O SISTEMA PRISIONAL EM CRISE
Por Adriana Azevedo de Araujo Lima | 01/09/2010 | DireitoO SISTEMA PRISIONAL EM CRISE
Um breve estudo sobre a Evolução da Pena
Adriana Azevedo de Araujo
Wilson Moura de Araujo
Antes de adentrar no assunto proposto, far-se-á um breve passeio sobre a história da pena. Para tanto, deve-se remeter a autores consagrados no meio acadêmico, tais como Focault, Garófalo, Lombroso e Zaffaroni, a partir dos quais surge a idéia da pena como fruto de uma tentativa de apaziguamento social, que emerge para conter, ou disciplinar a sociedade, através da punição aplicada aos infratores da lei existente. A pena, nessa instância, apresentava dois importantes objetivos, ambos de caráter repressivo, e assim permanecem até os dias atuais.
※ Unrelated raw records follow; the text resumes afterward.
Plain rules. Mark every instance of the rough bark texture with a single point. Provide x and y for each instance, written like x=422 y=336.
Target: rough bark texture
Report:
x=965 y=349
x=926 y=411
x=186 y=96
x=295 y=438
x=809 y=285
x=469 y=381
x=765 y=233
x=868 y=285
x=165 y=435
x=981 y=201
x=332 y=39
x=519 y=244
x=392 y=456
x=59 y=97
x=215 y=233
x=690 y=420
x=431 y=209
Embora não hierarquizados por valor ou momento de atuação, pode-se citar como primeiro o objetivo punitivo, ou corretivo, que castiga àqueles que transgridem e ameaçam a paz social. O segundo objetivo é o exemplar, ou neutralizador, pois com a pena aplicada, inibe-se a repetição da ação delituosa pelos demais membros daquela sociedade, que passam a temer pelos castigos.
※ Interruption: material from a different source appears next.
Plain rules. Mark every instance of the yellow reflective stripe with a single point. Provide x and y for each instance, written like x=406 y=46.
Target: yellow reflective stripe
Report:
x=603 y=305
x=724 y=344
Uma das primeiras formas de aplicação das penas refere-se ao acordo para conflitos que existia entre as sociedades primitivas. Consideradas grupos homogêneos, quando um membro do grupo sofria um atentado, ou era executado, todos os membros daquele grupo sentiam-se na obrigação de revidar contra a tribo que executara a ação. Assim, as sociedades tribais viviam em guerra e a pena pelo crime não era aplicada apenas ao seu infrator, mas a todo o grupo ao qual este pertencia.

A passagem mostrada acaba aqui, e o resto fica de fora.